Как два магнита, при первой встрече они решительно отвергли друг друга:
Сильный голод в Китае унес много жизней, и мне рассказывали, что, узнав об этом, она [Вейль. – В. А.] разрыдалась: эти слезы укрепили мое уважение к ней даже больше, чем ее философские способности. Я завидовала тем, чье сердце могло отзываться на события в мире. Однажды я смогла подойти к ней. Не помню уже, как завязался разговор; категоричным тоном она заявила, что сейчас на земле важно только одно: Революция, которая накормит весь мир. Я не менее решительно возразила, что проблема не в том, чтобы облагодетельствовать людей, а в том, чтобы найти смысл их существования. Она смерила меня взглядом и сказала: «Сразу видно, что вы никогда не голодали». Наши отношения на этом закончились.[40]
Стремление Вейль слиться со страданиями других людей, особенно далеких, столкнулось с абсолютным слиянием Бовуар с «я» – своим собственным и близкого ей человека, – направленным против всех остальных. В призыве «найти смысл их существования» для Бовуар кроется двойная проблема. Во-первых: на чем основывается существование, полагающее себя осмысленным? И во-вторых: какую роль играет или должно играть при этом существование других? Иными словами: какой смысл порождает для моего существования существование других, если этот смысл вообще есть?

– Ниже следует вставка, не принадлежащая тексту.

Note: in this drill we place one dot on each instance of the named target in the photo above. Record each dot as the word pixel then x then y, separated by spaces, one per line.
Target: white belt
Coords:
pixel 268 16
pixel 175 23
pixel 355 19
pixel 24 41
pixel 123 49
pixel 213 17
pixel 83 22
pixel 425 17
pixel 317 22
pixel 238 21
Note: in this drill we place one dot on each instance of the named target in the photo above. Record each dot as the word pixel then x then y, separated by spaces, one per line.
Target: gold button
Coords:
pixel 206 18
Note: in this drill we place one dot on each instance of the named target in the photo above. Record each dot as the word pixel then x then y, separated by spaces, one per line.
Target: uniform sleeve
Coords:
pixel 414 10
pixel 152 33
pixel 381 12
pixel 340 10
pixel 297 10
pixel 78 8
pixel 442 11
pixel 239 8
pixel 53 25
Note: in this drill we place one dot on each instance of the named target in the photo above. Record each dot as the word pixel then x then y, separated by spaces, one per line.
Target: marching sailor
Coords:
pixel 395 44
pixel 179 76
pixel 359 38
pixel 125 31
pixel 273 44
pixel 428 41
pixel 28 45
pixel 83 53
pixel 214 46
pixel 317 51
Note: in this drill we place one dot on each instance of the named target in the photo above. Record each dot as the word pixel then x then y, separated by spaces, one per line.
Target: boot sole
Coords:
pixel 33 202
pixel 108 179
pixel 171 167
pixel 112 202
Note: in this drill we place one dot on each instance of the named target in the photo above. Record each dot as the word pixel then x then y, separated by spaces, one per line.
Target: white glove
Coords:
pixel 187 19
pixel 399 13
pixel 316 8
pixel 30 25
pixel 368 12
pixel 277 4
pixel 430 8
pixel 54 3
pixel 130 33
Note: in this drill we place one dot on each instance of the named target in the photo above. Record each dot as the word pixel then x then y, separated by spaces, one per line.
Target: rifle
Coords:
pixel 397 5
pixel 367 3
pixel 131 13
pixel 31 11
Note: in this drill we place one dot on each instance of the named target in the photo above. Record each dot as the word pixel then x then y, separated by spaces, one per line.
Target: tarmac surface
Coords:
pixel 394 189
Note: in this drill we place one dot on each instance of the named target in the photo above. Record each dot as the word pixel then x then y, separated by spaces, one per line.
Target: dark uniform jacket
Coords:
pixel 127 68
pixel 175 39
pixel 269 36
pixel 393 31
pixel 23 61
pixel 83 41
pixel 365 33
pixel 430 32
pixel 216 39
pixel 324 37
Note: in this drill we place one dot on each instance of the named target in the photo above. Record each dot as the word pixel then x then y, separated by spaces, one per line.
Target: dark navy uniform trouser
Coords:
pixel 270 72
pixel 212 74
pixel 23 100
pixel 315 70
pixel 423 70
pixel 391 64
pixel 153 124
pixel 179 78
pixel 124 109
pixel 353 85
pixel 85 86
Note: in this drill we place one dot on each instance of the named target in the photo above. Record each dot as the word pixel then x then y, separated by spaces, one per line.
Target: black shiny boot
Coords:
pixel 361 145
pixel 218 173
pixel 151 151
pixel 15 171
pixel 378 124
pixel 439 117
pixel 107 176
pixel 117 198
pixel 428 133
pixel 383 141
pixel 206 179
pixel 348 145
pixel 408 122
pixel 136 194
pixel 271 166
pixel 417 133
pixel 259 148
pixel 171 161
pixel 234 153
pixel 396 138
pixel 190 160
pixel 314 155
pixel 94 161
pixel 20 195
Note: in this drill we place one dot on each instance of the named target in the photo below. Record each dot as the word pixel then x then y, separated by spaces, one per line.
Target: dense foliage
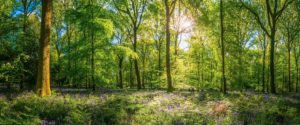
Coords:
pixel 54 52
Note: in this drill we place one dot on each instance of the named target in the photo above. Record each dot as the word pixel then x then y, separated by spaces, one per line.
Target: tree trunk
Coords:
pixel 258 78
pixel 202 74
pixel 297 77
pixel 289 75
pixel 43 77
pixel 223 53
pixel 272 70
pixel 120 72
pixel 268 76
pixel 131 82
pixel 168 15
pixel 93 68
pixel 137 72
pixel 263 79
pixel 159 64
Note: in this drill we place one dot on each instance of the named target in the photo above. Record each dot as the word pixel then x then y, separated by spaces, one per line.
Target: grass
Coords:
pixel 121 107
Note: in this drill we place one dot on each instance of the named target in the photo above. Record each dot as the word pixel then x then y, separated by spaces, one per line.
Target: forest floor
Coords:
pixel 115 107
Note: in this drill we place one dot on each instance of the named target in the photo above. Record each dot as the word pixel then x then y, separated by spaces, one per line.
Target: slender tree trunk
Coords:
pixel 198 73
pixel 272 70
pixel 24 37
pixel 202 73
pixel 93 68
pixel 289 74
pixel 120 72
pixel 211 75
pixel 159 64
pixel 282 82
pixel 297 77
pixel 223 48
pixel 138 77
pixel 268 76
pixel 131 82
pixel 258 78
pixel 263 79
pixel 43 78
pixel 169 78
pixel 8 85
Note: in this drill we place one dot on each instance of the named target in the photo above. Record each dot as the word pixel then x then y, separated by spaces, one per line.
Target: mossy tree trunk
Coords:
pixel 43 77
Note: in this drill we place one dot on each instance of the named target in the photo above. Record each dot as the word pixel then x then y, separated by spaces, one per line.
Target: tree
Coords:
pixel 135 9
pixel 223 47
pixel 169 11
pixel 43 78
pixel 268 22
pixel 290 29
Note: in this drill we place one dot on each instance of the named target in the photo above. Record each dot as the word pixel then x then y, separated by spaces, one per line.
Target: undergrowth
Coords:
pixel 147 108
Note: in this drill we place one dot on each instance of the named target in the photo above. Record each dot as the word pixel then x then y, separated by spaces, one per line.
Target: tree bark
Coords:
pixel 223 53
pixel 297 77
pixel 131 82
pixel 120 72
pixel 43 77
pixel 263 79
pixel 168 15
pixel 289 75
pixel 137 72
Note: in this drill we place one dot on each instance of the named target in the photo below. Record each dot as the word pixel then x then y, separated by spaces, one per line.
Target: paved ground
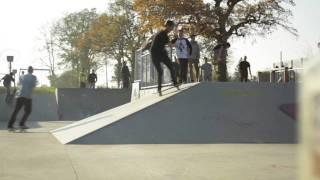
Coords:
pixel 37 155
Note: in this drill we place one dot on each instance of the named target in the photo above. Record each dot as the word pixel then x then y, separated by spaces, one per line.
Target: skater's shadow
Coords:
pixel 32 125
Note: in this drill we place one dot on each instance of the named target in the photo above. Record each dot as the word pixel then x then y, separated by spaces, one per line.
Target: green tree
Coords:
pixel 219 20
pixel 74 42
pixel 128 37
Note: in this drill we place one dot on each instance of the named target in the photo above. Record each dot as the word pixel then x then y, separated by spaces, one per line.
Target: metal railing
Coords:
pixel 145 71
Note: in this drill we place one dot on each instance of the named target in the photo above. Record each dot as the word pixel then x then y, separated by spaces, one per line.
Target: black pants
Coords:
pixel 125 81
pixel 244 76
pixel 21 101
pixel 157 58
pixel 183 70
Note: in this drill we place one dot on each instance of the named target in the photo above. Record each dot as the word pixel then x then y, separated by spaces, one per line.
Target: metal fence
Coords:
pixel 145 71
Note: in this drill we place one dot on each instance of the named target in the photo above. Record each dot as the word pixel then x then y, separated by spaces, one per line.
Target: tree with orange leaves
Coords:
pixel 218 20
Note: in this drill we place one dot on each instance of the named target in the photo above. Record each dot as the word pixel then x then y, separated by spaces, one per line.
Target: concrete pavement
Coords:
pixel 37 155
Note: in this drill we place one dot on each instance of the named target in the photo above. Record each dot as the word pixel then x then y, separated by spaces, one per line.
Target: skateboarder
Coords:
pixel 207 70
pixel 183 52
pixel 159 54
pixel 7 79
pixel 194 59
pixel 28 82
pixel 92 79
pixel 243 67
pixel 125 75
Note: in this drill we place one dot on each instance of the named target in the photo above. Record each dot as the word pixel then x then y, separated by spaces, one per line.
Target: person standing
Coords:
pixel 160 55
pixel 92 79
pixel 28 83
pixel 207 70
pixel 21 76
pixel 7 79
pixel 244 66
pixel 183 52
pixel 194 59
pixel 125 75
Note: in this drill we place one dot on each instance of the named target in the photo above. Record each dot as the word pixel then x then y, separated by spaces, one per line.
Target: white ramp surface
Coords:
pixel 201 114
pixel 92 124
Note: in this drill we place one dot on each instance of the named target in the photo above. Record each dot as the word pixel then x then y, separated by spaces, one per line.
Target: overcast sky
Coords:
pixel 22 20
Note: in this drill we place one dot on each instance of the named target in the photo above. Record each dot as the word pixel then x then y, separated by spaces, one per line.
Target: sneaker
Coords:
pixel 11 129
pixel 176 85
pixel 24 127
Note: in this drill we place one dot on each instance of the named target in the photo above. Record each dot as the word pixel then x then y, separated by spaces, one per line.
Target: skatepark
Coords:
pixel 203 131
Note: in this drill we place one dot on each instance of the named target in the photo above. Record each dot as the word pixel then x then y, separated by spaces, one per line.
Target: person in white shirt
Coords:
pixel 28 83
pixel 183 52
pixel 194 59
pixel 207 70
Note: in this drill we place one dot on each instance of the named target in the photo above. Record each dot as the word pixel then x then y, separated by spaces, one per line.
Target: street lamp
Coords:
pixel 10 60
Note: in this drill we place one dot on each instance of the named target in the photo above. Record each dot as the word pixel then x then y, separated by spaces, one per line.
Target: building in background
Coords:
pixel 282 72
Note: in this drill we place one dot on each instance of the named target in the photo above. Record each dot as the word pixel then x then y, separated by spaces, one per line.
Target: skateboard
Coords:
pixel 18 130
pixel 11 96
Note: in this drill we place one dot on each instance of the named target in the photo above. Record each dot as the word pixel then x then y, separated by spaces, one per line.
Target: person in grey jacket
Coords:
pixel 194 59
pixel 28 83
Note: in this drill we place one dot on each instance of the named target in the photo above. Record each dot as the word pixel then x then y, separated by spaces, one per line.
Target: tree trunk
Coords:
pixel 221 54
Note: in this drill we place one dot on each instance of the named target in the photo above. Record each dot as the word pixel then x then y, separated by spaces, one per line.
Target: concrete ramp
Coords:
pixel 80 103
pixel 90 125
pixel 200 114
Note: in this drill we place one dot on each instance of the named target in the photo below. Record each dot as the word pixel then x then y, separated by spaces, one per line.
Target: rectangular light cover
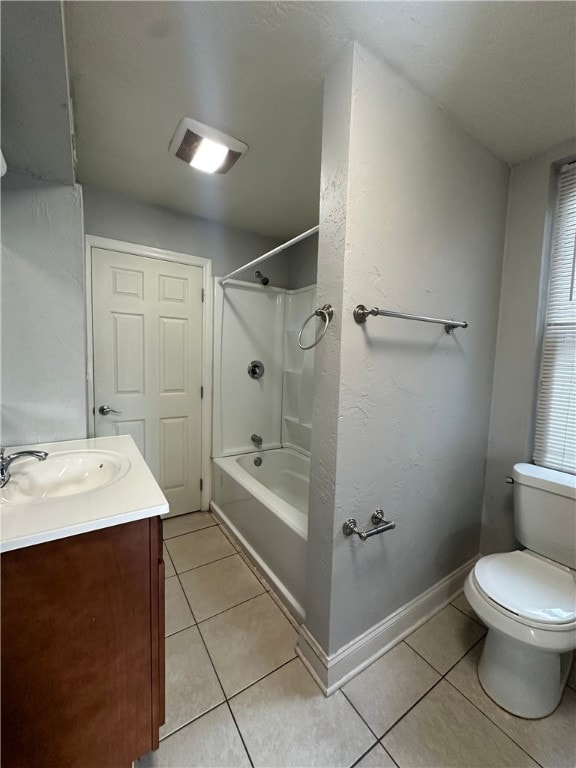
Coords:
pixel 205 148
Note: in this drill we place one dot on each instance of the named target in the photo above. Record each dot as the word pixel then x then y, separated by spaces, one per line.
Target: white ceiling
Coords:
pixel 505 70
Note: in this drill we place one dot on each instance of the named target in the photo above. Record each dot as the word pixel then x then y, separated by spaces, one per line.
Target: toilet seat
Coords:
pixel 532 588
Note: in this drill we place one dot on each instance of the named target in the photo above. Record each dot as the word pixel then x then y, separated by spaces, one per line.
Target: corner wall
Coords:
pixel 519 339
pixel 412 219
pixel 43 312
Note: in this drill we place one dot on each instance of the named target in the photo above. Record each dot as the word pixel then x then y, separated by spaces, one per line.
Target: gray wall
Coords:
pixel 413 213
pixel 519 338
pixel 110 214
pixel 303 260
pixel 43 312
pixel 36 110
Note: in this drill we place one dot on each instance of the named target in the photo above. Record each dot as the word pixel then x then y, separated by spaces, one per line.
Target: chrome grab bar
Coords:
pixel 361 313
pixel 350 527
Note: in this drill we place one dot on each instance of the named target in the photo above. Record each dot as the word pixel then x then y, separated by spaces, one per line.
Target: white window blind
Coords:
pixel 555 442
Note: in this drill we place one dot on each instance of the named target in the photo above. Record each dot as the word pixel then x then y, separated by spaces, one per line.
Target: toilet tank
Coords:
pixel 545 512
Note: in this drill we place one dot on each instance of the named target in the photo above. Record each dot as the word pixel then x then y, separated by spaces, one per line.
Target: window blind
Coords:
pixel 555 441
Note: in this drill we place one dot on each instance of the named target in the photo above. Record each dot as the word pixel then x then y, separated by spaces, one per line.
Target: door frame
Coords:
pixel 134 249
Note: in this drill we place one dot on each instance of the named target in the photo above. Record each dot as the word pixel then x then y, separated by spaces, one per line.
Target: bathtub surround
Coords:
pixel 521 318
pixel 260 490
pixel 413 214
pixel 43 311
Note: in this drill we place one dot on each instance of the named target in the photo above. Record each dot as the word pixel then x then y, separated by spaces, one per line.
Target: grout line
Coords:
pixel 254 682
pixel 494 722
pixel 230 607
pixel 366 723
pixel 363 755
pixel 193 720
pixel 195 568
pixel 420 655
pixel 395 723
pixel 187 533
pixel 458 660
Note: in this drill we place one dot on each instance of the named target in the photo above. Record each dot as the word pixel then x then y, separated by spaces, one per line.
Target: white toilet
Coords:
pixel 527 598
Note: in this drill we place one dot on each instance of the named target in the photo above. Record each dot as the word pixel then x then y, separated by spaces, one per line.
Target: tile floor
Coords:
pixel 237 695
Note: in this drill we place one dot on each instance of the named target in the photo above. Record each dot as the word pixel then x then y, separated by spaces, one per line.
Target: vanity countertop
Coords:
pixel 132 496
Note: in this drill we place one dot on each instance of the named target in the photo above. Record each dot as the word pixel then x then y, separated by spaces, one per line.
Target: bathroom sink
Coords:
pixel 62 474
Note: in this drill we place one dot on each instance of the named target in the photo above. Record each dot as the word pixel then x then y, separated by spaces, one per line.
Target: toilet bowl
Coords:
pixel 528 604
pixel 527 598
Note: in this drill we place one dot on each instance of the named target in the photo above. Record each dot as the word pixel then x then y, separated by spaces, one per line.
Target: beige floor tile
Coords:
pixel 551 741
pixel 445 729
pixel 217 586
pixel 177 614
pixel 287 721
pixel 400 677
pixel 445 638
pixel 248 641
pixel 376 758
pixel 198 548
pixel 212 741
pixel 194 521
pixel 192 687
pixel 463 605
pixel 168 566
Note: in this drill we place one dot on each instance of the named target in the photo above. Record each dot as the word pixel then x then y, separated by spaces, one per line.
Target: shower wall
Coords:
pixel 253 322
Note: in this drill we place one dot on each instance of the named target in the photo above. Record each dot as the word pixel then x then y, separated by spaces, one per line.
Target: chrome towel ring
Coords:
pixel 326 313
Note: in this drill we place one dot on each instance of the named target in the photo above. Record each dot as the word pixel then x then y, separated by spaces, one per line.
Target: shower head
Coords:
pixel 259 276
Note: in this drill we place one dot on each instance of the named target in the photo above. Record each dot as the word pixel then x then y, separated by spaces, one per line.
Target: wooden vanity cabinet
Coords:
pixel 83 649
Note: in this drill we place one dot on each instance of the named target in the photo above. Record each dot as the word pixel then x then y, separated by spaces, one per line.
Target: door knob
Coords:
pixel 104 410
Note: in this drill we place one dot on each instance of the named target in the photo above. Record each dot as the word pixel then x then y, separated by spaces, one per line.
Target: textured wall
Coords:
pixel 110 214
pixel 519 332
pixel 43 312
pixel 36 109
pixel 413 220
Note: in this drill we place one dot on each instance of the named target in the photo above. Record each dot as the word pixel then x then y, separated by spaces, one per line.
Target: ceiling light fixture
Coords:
pixel 205 148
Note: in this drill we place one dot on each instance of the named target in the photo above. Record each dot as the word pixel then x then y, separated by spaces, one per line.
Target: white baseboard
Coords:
pixel 331 672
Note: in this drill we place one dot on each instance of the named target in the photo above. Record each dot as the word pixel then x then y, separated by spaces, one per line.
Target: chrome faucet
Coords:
pixel 5 462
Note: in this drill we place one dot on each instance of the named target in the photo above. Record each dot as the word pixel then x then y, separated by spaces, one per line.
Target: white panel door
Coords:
pixel 147 328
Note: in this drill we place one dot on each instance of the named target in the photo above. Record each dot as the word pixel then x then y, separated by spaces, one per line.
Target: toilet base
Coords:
pixel 526 681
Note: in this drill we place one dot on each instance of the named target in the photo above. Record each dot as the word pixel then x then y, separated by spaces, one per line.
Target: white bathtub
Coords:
pixel 266 508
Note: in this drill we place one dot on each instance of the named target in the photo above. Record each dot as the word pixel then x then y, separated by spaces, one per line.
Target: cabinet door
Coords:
pixel 77 650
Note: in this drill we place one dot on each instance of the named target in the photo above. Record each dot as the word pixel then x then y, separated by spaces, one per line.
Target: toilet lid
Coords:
pixel 528 586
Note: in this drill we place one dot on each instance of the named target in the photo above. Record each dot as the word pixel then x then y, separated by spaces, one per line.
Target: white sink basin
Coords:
pixel 66 473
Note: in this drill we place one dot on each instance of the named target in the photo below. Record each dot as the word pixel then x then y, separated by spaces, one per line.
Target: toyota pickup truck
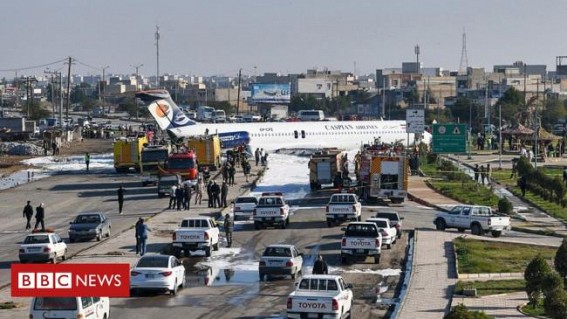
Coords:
pixel 343 207
pixel 196 233
pixel 479 219
pixel 320 296
pixel 271 210
pixel 361 240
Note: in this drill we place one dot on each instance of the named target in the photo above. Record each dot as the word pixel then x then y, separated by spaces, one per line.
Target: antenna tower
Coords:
pixel 464 65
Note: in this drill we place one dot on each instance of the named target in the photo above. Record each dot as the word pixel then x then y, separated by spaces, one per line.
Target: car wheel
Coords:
pixel 440 225
pixel 173 291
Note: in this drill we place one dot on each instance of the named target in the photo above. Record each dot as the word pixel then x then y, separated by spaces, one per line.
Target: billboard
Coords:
pixel 271 93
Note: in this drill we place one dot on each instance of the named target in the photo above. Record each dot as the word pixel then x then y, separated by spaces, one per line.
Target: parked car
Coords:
pixel 244 206
pixel 157 272
pixel 70 307
pixel 87 226
pixel 394 217
pixel 282 259
pixel 387 230
pixel 165 182
pixel 42 247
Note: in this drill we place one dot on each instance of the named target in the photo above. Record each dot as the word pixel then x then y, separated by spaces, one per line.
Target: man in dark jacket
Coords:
pixel 320 266
pixel 228 228
pixel 224 193
pixel 120 193
pixel 179 197
pixel 40 216
pixel 28 213
pixel 215 192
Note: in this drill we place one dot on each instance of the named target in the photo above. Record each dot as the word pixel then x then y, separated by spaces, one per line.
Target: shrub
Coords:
pixel 462 312
pixel 504 206
pixel 534 275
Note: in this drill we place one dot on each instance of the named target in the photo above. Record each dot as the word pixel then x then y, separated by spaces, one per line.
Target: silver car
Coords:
pixel 280 260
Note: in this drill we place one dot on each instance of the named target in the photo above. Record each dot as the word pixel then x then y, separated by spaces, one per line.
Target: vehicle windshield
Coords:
pixel 246 200
pixel 277 252
pixel 87 219
pixel 361 230
pixel 39 239
pixel 153 262
pixel 390 216
pixel 181 163
pixel 55 303
pixel 154 156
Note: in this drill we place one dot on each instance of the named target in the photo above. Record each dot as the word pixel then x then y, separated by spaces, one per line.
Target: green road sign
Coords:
pixel 449 138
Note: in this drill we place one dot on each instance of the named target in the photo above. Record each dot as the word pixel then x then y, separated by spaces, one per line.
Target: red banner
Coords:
pixel 70 280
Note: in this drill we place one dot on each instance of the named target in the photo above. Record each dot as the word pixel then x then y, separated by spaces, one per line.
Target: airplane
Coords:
pixel 273 136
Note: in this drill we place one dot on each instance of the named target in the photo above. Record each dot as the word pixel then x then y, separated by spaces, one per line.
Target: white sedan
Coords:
pixel 157 272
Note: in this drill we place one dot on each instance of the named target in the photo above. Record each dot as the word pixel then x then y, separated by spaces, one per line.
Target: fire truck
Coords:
pixel 383 173
pixel 183 163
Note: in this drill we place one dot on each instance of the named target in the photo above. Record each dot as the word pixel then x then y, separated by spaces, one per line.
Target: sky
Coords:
pixel 219 37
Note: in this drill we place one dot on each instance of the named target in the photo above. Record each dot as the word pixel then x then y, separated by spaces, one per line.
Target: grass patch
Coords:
pixel 534 312
pixel 492 287
pixel 466 192
pixel 478 256
pixel 8 305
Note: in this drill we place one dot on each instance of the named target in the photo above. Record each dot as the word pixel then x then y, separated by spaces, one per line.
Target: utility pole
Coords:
pixel 68 91
pixel 103 88
pixel 157 36
pixel 238 94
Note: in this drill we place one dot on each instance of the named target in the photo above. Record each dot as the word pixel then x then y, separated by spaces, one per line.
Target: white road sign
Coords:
pixel 415 120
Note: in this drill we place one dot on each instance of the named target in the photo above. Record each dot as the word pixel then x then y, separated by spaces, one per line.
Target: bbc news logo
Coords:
pixel 70 280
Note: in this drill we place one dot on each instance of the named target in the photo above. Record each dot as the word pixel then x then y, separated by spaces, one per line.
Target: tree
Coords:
pixel 560 261
pixel 462 312
pixel 556 304
pixel 534 275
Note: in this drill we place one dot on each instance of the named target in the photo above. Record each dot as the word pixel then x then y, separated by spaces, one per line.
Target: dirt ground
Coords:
pixel 12 163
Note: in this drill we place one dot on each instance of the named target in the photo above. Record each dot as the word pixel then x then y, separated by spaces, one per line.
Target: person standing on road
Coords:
pixel 120 192
pixel 142 231
pixel 179 197
pixel 28 213
pixel 215 192
pixel 40 216
pixel 228 229
pixel 210 194
pixel 87 160
pixel 199 191
pixel 172 196
pixel 187 197
pixel 320 266
pixel 224 193
pixel 476 173
pixel 137 236
pixel 523 184
pixel 482 174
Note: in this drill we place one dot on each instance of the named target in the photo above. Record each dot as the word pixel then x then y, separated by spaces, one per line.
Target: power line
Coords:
pixel 33 67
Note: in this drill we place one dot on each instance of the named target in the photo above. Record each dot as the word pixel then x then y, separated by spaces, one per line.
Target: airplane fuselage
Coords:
pixel 278 135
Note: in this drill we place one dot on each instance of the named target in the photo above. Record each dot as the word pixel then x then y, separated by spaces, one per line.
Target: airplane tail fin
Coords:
pixel 167 114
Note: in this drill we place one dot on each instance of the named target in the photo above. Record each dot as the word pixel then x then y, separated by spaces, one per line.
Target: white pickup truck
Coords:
pixel 388 231
pixel 196 233
pixel 479 219
pixel 320 296
pixel 342 207
pixel 271 210
pixel 361 240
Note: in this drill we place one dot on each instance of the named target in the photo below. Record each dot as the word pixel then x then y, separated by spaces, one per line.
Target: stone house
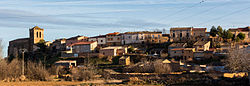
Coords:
pixel 201 45
pixel 75 39
pixel 133 37
pixel 177 52
pixel 58 45
pixel 66 63
pixel 245 31
pixel 113 39
pixel 36 34
pixel 101 40
pixel 142 37
pixel 113 51
pixel 187 33
pixel 176 45
pixel 154 37
pixel 188 54
pixel 124 60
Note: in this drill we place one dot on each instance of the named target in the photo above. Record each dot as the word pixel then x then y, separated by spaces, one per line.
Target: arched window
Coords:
pixel 40 34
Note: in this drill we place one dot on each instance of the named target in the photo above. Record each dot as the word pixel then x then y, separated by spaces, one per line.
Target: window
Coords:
pixel 187 34
pixel 40 34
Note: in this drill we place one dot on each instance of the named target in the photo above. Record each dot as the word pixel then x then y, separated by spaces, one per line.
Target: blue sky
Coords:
pixel 66 18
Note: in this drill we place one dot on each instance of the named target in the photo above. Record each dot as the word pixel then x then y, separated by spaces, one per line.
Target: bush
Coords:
pixel 36 71
pixel 12 70
pixel 161 67
pixel 80 74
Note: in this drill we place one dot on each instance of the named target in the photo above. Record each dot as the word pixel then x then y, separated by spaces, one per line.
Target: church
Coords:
pixel 35 35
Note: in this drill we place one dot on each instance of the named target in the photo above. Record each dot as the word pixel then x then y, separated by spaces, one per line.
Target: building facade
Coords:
pixel 187 33
pixel 36 34
pixel 202 45
pixel 84 47
pixel 245 31
pixel 101 40
pixel 76 39
pixel 113 39
pixel 113 51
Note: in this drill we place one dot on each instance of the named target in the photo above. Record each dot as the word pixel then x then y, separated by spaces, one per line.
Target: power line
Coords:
pixel 179 11
pixel 182 10
pixel 199 13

Что касается ее лично и смысла ее жизни в этом мире, то совершенно достаточно существования Сартра. К остальному можно относиться с равнодушной иронией; а если не получается, то от других людей только один эффект: они чертовски мешают.
В футляре
Вся ее предшествующая жизнь была определена нежеланием проявлять эмпатию к окружающим – если таковые вообще существуют, – и речь тут не о простой психологической особенности. В конце концов, вся конструкция новой философии, начиная с Рене Декарта, отягощена сомнениями в том, откуда замкнутый в своем собственном мышлении субъект может знать, что существуют другие мыслящие субъекты. Ведь невозможно забраться внутрь другого в буквальном смысле. Всё, что относится к сознанию других людей, – всего лишь умозаключения на основе личного опыта. Примерно в таком духе: «На его или на ее месте я бы думал, чувствовал, переживал так-то и так-то…» Казалось бы, Декарт в Размышлениях о первой философии (1641)[41] раз и навсегда показал, что подобные выводы могут быть ложными – или даже вовсе не иметь разумных оснований. Если ты достиг высот в искусстве философского скепсиса, то никто и ничто не сможет убедить тебя на примере поведения других людей, что это тоже думающие и чувствующие создания. Может быть, это автоматы, роботы без настоящей внутренней жизни. Вот слова, написанные французским философом в XVII веке: «я <…> всегда говорю по привычке, будто вижу из окна людей, переходящих улицу <…>, а между тем я вижу всего лишь шляпы и плащи, в которые с таким же успехом могут быть облачены автоматы»[42].
Едва ли не буквальное описание той установки, с которой Бовуар и Сартр, эта интеллектуально-симбиотическая парочка, садились за столики в кафе Руана, Гавра или Парижа. Окружающие не существуют для них как люди. Они вдвоем – единственные по-настоящему чувствующие существа. Остальное человечество – не более чем декорация для их мысленных построений. Увлекательная, но в конечном счете ограниченная позиция: Сартр и Бовуар это ясно чувствуют, ибо неизбежной расплатой за мнимую уникальность становится утрата непосредственности и полноты бытия[43].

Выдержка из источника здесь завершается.